Most importantly, go spend time out around where you live using your equipment. You'll realize after a while that most stuff you carry that you thought you'd need never actually gets used. The more i go out here, the less i need. I used to take my basic gear, a tarp/tent, 40deg bag, rope, stove, burner, lighters and matches and it was light, after a while i found i was just tossing on my regular camelback that i carry everywhere i go, like a purse. Recently, i don't even bother tossing on any pack, t-shirt and gym shorts w/no pockets, socks, shoes, and i'm good to go. I'm in the sky islands of the high sonoran desert which isn't the easiest environment to "survive" in. I do mostly night hiking through mountain passes and have no problems navigating trails by starlight even on a moonless night. My friend comes with me and he's using his light a lot less now, mainly to navigate steep rocky sections and climb rock walls and stuff.

Yesterday I headed off into the mountians with just my boxers, a t shirt, and shoes, thinking it would rain, and i'd get water. It cleared up and didn't rain. I ended up finding a shaded low spot under a dry waterfall in a wash, dug a hole with a stick and a flat rock, and within a few minutes of digging i had a nice little pool of good water, enough to get a drink, and soak myself down and cool off. Learn to survive like an animal and you'll be all set. What if you lose your pack and end up butt nekkid in the wilderness?

If there's any fish where you are, get a small handline fishing kit together and put it in an altoids tin or a hollowed out Sharpie marker. My "fishing pole"is a sharpie wrapped with friction tape, ten spooled with some 10lb line, and some assorted sized needles which i can either rig as a hook or use for sewing are stashed in the inside of the marker case, along with a few feet of waxed sinew for making large repairs like sewing a pack back together, or fixing footwear.

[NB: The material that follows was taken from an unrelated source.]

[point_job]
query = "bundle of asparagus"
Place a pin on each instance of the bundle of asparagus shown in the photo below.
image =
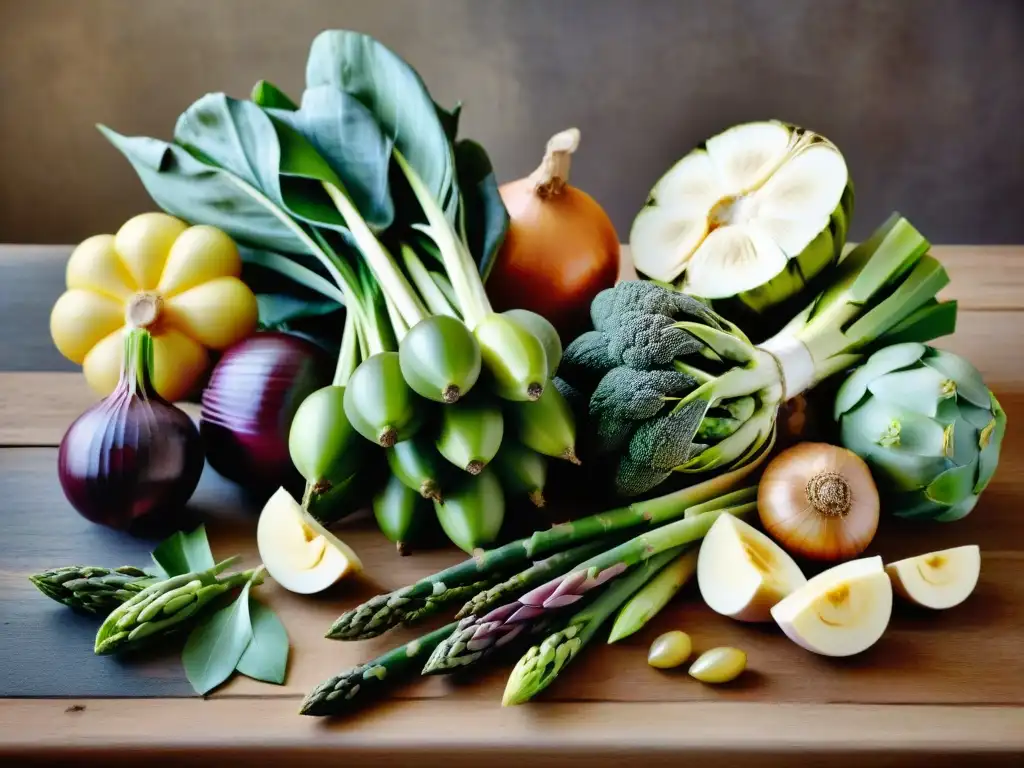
(520, 590)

posted on Jul, 16 2007 @ 04:08 AM

Originally posted by Hexidecimal
Recently, I've had a sudden burst of the need to survive. I've been interested in increasing my physical strength, as well as my mental strength. I've been packing a BoB, ...
[edit on (7/14/0707 by Hexidecimal]

IMO this has nothing to do with your age. You are being extremely smart given circumstances in the world today. Instict works in funny ways. Murphy's law.

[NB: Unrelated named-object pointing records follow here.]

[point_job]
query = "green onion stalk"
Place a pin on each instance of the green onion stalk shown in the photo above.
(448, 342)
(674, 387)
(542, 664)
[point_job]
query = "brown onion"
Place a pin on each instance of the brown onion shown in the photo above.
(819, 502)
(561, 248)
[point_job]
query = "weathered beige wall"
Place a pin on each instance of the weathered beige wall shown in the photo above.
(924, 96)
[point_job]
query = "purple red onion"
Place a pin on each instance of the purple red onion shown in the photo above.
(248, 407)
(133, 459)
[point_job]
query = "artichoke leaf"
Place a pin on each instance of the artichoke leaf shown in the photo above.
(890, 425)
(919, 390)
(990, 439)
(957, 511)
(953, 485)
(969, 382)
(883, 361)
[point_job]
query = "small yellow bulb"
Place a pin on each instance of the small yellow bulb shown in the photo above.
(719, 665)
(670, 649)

The best way to get a survival mindset is to practice. Don't wait until you have the "perfect" bug out gear, just do it. learn how to make fire, build a shelter, gather food and then do it. start small and work your way up. while it is true that you get what you pay for, prepardness does not have to be expensive, in fact it can be one of your least expensive hobbys.

Most people aren't ready to leave their homes, within a moments notice, and survive outside of their comfort zones for a long peroid of time. That why practicing is essential. A BoB will help, but time spent practicing basic survival is ultimately worth more than all the gear you could hope to lug.

The typical survivalist usually thinks in terms of a "retreat", which is usually the survivalist's rural home, or second home. A "fixed position". The good survivalist is self sufficient and considers themselves well armed and able to ward off attack. Most survivalists do not consider this possibility, as they have so much invested in their retreat.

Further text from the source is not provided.